The depositors in savings banks have a direct legal claim on the bank as a corporation. The bank’s only means of payment are its assets, consisting of claims upon the owners of such wealth as houses, factories, railroads, electric light plants, good roads, and school buildings. Thus virtually the depositors have by their savings made possible the building and equipping of these actual forms of wealth, and have an equitable claim upon the usance of them, which claim is met by the payment of interest and dividends to the savings banks. Viewed in this way the great social importance of the savings function appears, and the importance of developing the savings institutions.
Sec. 7. #Postal savings plan.# In many countries of the world the governments have not only authorized private, corporate, and trustee savings banks, but have provided public agencies where it is possible for the citizens to deposit small amounts. Thus municipal, and what are called communal, savings banks are operated by many European cities; but the most effective and widely used agencies for the purpose are the national post-offices. Postal savings banks, or postal savings systems as divisions of the postal service, are now found in all the larger countries of the world, and in many smaller ones. The United States of America was almost the last civilized country to establish such a system, which was authorized by act of Congress in 1910, and went into operation in a few designated cities in January, 1911. The number of offices at which it was in operation was rapidly increased, and the number in 1914 was about 10,000.
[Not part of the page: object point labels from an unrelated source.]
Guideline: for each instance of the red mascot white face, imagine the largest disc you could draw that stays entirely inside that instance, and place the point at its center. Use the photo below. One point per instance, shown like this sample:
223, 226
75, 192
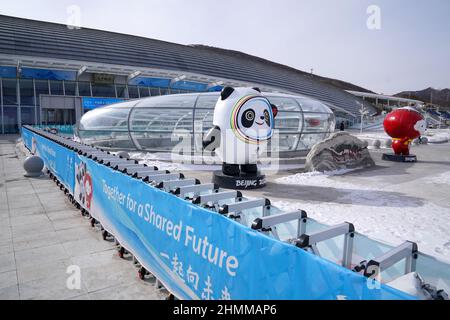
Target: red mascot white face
404, 125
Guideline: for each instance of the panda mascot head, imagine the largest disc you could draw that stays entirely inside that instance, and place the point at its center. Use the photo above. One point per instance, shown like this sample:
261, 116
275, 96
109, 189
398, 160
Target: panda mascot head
245, 120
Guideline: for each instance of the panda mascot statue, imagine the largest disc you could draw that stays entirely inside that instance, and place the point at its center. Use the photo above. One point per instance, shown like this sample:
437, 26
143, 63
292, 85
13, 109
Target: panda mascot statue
243, 123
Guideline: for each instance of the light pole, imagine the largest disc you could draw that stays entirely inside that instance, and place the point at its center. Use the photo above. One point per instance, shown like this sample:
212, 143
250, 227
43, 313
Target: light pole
362, 111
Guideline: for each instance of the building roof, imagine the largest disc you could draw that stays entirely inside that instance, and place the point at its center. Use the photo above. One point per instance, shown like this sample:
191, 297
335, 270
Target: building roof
23, 37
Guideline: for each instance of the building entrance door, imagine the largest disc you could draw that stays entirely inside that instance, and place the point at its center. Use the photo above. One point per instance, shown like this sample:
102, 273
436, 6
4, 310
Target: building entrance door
58, 116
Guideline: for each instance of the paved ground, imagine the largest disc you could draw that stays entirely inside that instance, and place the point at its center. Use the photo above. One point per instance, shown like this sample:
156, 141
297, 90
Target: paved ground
41, 234
392, 202
433, 159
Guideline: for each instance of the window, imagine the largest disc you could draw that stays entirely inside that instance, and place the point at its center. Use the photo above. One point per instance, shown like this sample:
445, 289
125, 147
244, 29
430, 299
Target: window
69, 88
155, 92
84, 89
26, 92
56, 88
144, 92
9, 91
103, 90
133, 92
121, 91
27, 115
41, 88
10, 119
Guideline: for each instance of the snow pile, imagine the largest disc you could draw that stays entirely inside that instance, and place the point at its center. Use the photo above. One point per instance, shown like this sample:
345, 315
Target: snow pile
379, 211
439, 137
443, 178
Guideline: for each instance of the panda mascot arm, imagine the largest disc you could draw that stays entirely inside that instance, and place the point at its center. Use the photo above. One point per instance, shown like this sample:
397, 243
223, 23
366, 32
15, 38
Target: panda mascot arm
211, 140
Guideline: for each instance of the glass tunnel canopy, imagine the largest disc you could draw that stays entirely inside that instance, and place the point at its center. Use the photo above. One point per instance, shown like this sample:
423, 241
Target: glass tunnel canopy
157, 124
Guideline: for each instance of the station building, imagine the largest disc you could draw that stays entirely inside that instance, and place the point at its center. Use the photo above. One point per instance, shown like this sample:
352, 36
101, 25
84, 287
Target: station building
52, 74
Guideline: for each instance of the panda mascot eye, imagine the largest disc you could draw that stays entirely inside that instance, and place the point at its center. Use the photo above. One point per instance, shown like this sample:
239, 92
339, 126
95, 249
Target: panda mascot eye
267, 117
248, 117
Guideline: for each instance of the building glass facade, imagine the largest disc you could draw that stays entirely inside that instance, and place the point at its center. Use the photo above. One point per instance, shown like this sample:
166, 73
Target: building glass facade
20, 97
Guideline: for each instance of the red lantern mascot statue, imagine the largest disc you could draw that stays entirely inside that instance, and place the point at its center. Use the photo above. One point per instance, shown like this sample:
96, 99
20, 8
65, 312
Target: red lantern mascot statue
403, 125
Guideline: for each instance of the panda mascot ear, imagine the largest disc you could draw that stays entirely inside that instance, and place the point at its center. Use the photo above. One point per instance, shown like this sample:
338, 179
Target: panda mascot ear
226, 92
274, 110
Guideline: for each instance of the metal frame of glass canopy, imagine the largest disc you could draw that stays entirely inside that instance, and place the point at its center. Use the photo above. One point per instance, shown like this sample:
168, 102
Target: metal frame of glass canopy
156, 124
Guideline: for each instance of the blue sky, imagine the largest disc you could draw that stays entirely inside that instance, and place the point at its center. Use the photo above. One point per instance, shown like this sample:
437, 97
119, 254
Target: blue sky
410, 51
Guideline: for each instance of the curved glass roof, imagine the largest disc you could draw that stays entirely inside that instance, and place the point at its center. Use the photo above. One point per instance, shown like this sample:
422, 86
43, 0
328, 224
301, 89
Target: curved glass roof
159, 124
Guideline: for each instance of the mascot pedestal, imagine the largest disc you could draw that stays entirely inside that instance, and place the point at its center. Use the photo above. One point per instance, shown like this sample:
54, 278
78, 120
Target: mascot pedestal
243, 124
403, 125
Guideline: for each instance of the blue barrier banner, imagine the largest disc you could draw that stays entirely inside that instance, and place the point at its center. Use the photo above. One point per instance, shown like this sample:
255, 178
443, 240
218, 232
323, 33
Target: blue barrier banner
8, 72
33, 73
57, 159
89, 103
200, 254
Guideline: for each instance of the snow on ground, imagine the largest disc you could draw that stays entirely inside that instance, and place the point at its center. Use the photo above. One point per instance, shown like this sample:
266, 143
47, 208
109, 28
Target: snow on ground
383, 214
443, 178
438, 135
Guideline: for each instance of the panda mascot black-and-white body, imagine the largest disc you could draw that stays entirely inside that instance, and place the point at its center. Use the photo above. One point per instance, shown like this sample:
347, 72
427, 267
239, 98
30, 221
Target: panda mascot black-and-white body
243, 124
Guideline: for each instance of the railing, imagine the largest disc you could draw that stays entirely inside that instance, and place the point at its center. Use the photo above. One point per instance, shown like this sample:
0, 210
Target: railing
223, 218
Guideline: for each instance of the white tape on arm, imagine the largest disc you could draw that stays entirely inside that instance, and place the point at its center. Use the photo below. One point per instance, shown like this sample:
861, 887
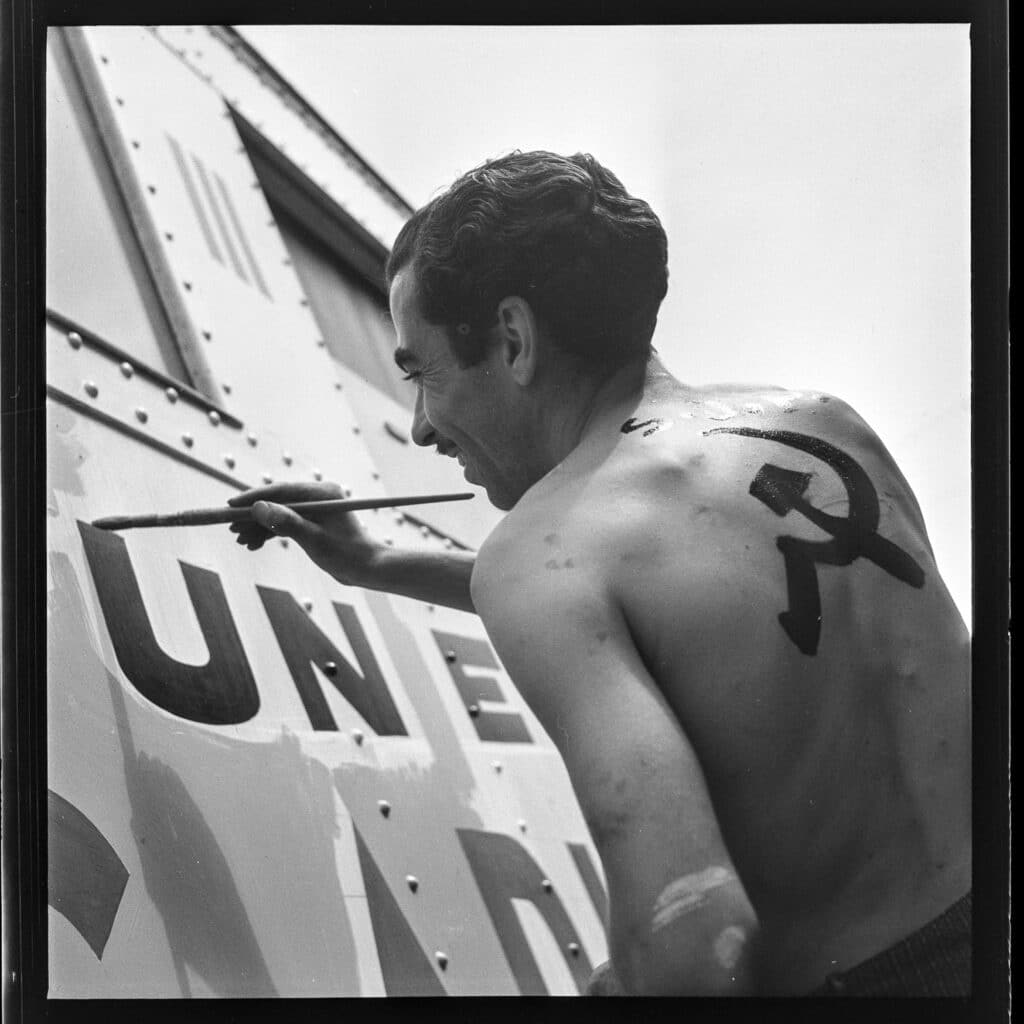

Any one ten years of age may become a depositor. Deposit must be made always in multiples of one dollar. Not more than $100 will be accepted for deposit in any one calendar month, and nothing after the total balance to the depositor’s credit is as much as $1000, exclusive of accumulated interest. However, amounts less than one dollar may be saved for deposit by purchasing a ten-cent postal savings card and affixing ten-cent postal savings stamps until the nine blank spaces are filled. Such a filled card will be accepted as a deposit of one dollar either in opening an account or in adding to an existing account.
Deposits are not entered in a depositor’s book, as is the usual practice of savings banks, but are evidenced by certificates issued in fixed denominations of $1, $2, $5, $10, $20, $50, and $100. These bear interest, from the first day of the month next following that in which the deposit is made, at the rate of 2 per cent per annum for a whole year (interest is not paid for any fraction of a year). Interest is not compounded, unless the depositor withdraws the interest and redeposits it, but simple interest continues to accrue annually on a certificate so long as it is outstanding, without limitation as to time.